A report that says Thunder Bay's taxi fares are higher than the provincial average — and wait times are the highest in Ontario — will go under the microscope at Tuesday’s Police Services board meeting.
The independent report — commissioned by the board as part of an extensive review of taxi service in the city — recommends some significant changes to Thunder Bay's taxi bylaw.

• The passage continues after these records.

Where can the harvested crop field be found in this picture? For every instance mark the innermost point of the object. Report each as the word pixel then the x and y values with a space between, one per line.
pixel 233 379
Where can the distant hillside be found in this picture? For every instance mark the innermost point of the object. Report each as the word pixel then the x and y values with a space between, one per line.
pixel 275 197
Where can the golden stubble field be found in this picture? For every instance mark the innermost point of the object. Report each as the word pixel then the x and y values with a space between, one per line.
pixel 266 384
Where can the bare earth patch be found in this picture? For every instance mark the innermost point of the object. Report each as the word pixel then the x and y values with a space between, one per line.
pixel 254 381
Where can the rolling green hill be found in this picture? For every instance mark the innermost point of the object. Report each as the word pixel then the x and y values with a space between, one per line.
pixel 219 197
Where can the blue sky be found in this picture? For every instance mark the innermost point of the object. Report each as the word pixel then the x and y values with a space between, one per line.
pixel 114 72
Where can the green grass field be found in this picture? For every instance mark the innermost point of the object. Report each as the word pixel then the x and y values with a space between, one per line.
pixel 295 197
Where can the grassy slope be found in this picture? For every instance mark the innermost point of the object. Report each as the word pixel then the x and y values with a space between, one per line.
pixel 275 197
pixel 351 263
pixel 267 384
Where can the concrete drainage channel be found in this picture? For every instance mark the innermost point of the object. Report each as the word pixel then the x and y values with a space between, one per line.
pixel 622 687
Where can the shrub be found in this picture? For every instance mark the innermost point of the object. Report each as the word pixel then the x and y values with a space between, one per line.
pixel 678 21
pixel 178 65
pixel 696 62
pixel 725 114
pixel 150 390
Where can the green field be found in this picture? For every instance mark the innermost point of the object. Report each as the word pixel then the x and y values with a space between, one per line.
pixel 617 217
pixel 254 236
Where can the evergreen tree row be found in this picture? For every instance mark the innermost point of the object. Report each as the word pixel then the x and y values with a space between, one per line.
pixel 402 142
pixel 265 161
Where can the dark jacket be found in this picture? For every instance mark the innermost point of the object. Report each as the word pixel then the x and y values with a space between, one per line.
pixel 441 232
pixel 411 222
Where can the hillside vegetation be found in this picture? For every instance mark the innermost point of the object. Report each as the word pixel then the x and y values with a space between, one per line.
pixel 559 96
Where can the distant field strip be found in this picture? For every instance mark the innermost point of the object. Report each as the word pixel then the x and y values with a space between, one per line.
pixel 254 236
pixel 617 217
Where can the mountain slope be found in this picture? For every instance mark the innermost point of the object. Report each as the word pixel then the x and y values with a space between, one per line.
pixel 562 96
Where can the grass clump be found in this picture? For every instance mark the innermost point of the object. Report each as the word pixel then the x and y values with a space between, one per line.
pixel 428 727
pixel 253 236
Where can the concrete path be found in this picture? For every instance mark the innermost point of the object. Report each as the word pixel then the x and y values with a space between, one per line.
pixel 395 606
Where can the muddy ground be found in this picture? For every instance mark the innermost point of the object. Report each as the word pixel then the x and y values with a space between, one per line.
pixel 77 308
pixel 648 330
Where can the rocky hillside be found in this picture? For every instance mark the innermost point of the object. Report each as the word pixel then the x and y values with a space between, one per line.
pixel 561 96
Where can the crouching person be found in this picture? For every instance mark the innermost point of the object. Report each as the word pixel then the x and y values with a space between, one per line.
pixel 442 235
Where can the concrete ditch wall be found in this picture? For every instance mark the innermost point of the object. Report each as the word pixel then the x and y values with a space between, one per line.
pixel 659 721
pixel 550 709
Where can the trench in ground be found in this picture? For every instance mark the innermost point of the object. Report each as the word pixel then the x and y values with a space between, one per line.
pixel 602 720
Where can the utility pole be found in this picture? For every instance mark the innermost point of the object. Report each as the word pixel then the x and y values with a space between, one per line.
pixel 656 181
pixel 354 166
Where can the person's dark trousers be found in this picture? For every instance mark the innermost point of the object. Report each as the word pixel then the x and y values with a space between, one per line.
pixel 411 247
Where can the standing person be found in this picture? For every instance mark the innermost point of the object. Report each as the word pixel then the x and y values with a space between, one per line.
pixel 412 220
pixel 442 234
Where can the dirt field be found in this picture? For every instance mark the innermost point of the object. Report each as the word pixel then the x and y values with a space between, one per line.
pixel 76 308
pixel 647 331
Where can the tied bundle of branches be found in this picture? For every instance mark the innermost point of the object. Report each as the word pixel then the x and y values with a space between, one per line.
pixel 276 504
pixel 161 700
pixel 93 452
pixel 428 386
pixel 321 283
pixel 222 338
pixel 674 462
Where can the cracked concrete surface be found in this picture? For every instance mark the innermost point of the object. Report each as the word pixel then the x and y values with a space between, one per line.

The report was written by the International Association of Transportation Regulators.
Among the proposals are:
- License taxi companies to make them responsible for service standards.
- Gather baseline data for taxi usage by time and day of the week, including information about taxi supply and demand, as well as rates.
- Calibrate taxi meters.
Thunder Bay Police Services board member Allan Laakkonen said it's too early to nail down a timeline for when these recommendations could be implemented, but he says "it has to be within a couple of years."
'Incredibly complicated business'
Updating the bylaw is long overdue, he noted.
The work between the board and the transportation regulators began in May, 2012.
The current taxi bylaw has been under the auspices of the Police Services Board since 1996. Enforcement of the bylaw is shared between the police and the city's licensing and enforcement division.
"[The update is] critical for … the city and for the way we're developing," Laakkonen said. "So it gets to be a really interesting challenge for those who have the responsibility for it."
The report noted there is current gap in expertise on the taxi industry, and not enough people providing taxi oversight.
But the report also pointed out that "Thunder Bay enjoys a positive working relationship with its taxi industry, in spite of the ambiguities around certain administrative gaps and processes."
"It's such a dynamic industry, and that's what I learned personally from [the report]," Laakkonen said.
"It's an incredibly complicated business to be in."
According to the report, demand for taxis at the Thunder Bay airport will continue to increase in the next five years.